Frankly, this builds on our other points: you need to be able to accommodate your team’s needs, and to recognise that they may change over time, but will also almost certainly be different from yours.  Whether it’s the setting for meetings, pets and children[1], poor bandwidth, strange work patterns, sudden unavailability or other changes, accommodating your team’s needs will make them more likely to commit to the work they are expected to do, not to mention make them feel valued, and consider you as more of a support than a hindrance to their (often drastically altered) new working lives.

5 – Forgive

Sometimes, your team may do things which feel that they’ve crossed the line – the line in “normal” times.  They may fail to deliver to a previously agreed deadline, turn up for an important meeting appearing dishevelled, or speak out of turn, maybe.  This probably isn’t their normal behaviour (if it is, then you have different challenges), and it’s almost certainly caused by their abnormal circumstances.  You may find that you are more stressed, and more likely to react negatively to failings (or perceived failings). Take a step back. Breathe. Finish the call early, if you have to, but try to understand why the behaviour that upset you did upset you, and then forgive it.  That doesn’t mean that there won’t need to be some quiet discussion later on to address it, but if you go into interactions with the expectation of openness, kindness and forgiveness, then that is likely to be reciprocated: and we all need that. 

6 – Forgive yourself

You will make mistakes.  You are subject to the same stresses and strains as your team, with the added burden of supporting them.  You need to find space for yourself, and to forgive yourself when you do make a mistake. That doesn’t mean abrogating responsibility for things you have done wrong, and neither is it an excuse not to apologise for inappropriate behaviour, but constantly berating yourself will add to your stresses and strains, and is likely to exacerbate the problem, rather than relieve it.  You have a responsibility to look after yourself so that you can look after your team: not beating yourself up about every little thing needs to be part of that.

7 – Prepare

Nobody knows how long we’ll be doing this, but what are you going to do when things start going back to normal?  One thing that will come up is the ability of at least some of your team to continue working from home or remotely.  If they have managed to do so given all the complications and stresses of lockdown, kids and family members under their feet, they will start asking “well, how about doing this the rest of the time?” – and you should be asking exactly the same question.  Some people will want to return to the office, and some will need to – at least for some of the time.

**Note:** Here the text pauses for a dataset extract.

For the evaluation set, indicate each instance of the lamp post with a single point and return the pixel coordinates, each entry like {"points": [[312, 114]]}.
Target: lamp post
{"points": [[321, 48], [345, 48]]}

But increased flexibility will become a hallmark of the organisations that don’t just survive this crisis, but actually thrive after it. You, as a leader, need to consider what comes next, and how your team can benefit from the lessons that you – collectively – have learned. 

1 – or partners/spouses: I caused something of a stir on a video conference that my wife was on today when I came into her office to light her wood-burning stove!